The following code works, but I don't like that it needs to create intermediate vectors.
const std::vector<cv::Point> points { .... };
fmt::print("20 points per line:\n{}",
points | ranges::views::transform([](const auto& point) {
return fmt::format("({}, {})", point.x, point.y);
})
| ranges::views::chunk(20)
| ranges::views::transform([](const auto& chunk) {
// really ugly
return chunk | ranges::to<std::vector<std::string>>;
})
// but how can I do this otherwise?
| ranges::views::intersperse(std::vector<std::string>{"\n"})
| ranges::views::join
| ranges::views::join
| ranges::to<std::string>);
Can I somehow intersperse a linebreak every 20 strings by directly specifying that this is supposed to be a range of the same type, or otherwise get around the intermediate to<vector<string>>?
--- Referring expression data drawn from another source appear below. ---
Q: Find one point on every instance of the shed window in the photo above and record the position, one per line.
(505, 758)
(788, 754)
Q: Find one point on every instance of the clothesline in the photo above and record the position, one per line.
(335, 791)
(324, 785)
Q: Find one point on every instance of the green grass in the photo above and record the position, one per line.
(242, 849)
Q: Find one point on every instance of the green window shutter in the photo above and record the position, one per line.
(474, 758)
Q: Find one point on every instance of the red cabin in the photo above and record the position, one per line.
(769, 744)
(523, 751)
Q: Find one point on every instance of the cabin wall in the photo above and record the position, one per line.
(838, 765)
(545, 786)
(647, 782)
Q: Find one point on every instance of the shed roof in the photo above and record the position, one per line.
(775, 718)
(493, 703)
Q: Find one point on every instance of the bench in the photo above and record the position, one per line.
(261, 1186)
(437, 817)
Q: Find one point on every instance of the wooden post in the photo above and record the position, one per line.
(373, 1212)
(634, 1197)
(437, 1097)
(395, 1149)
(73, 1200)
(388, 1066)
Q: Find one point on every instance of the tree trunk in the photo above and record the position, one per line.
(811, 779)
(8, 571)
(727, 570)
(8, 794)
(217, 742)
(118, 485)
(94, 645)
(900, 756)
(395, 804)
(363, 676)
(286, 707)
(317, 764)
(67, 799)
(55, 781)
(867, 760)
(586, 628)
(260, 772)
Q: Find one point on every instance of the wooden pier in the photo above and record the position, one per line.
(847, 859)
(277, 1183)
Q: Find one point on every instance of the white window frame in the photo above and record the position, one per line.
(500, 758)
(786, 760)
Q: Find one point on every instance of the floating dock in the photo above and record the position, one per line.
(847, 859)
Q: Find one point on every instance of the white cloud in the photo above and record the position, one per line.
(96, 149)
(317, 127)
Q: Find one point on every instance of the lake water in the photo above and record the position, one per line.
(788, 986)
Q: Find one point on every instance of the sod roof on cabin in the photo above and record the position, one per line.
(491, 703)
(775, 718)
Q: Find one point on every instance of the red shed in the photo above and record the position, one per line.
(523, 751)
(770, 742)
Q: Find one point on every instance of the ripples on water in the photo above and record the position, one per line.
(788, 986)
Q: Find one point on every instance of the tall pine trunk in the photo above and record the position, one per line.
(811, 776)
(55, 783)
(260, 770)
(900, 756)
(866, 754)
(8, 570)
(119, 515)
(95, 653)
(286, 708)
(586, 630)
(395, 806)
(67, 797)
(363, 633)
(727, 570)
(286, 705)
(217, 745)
What doesn't work, for reasons I don't understand, is just using
| ranges::views::intersperse(ranges::view::single(std::string{"\n"}))
directly after the chunk.
You can use concat view instead.
https://godbolt.org/z/WYoqr1z9G
std::string result = points
| ranges::views::transform([](auto&& point) {
return fmt::format("({}, {})"sv, point.x, point.y);
})
| ranges::views::chunk(5)
| ranges::views::transform([](auto&& chunk) {
return ranges::views::concat(chunk | ranges::views::join, "\n"sv);
})
| ranges::views::join
| ranges::to<std::string>;
EDIT
As in what I was mentioning in comment, is about C++23 implementation of interparse -- join_with; godbolt
auto result = points
| ranges::views::transform([](auto&& point) {
return fmt::format("({}, {})"sv, point.x, point.y);
})
| ranges::views::chunk(5)
| ranges::views::transform([](auto&& chunk) {
return chunk | ranges::views::join | ranges::to<std::string>();
})
| ranges::views::join_with("\n"sv)
| ranges::to<std::string>();
If someone knows how to flatten a chunk_view to string_view compatible without allocating additional string copies that is much appreciated.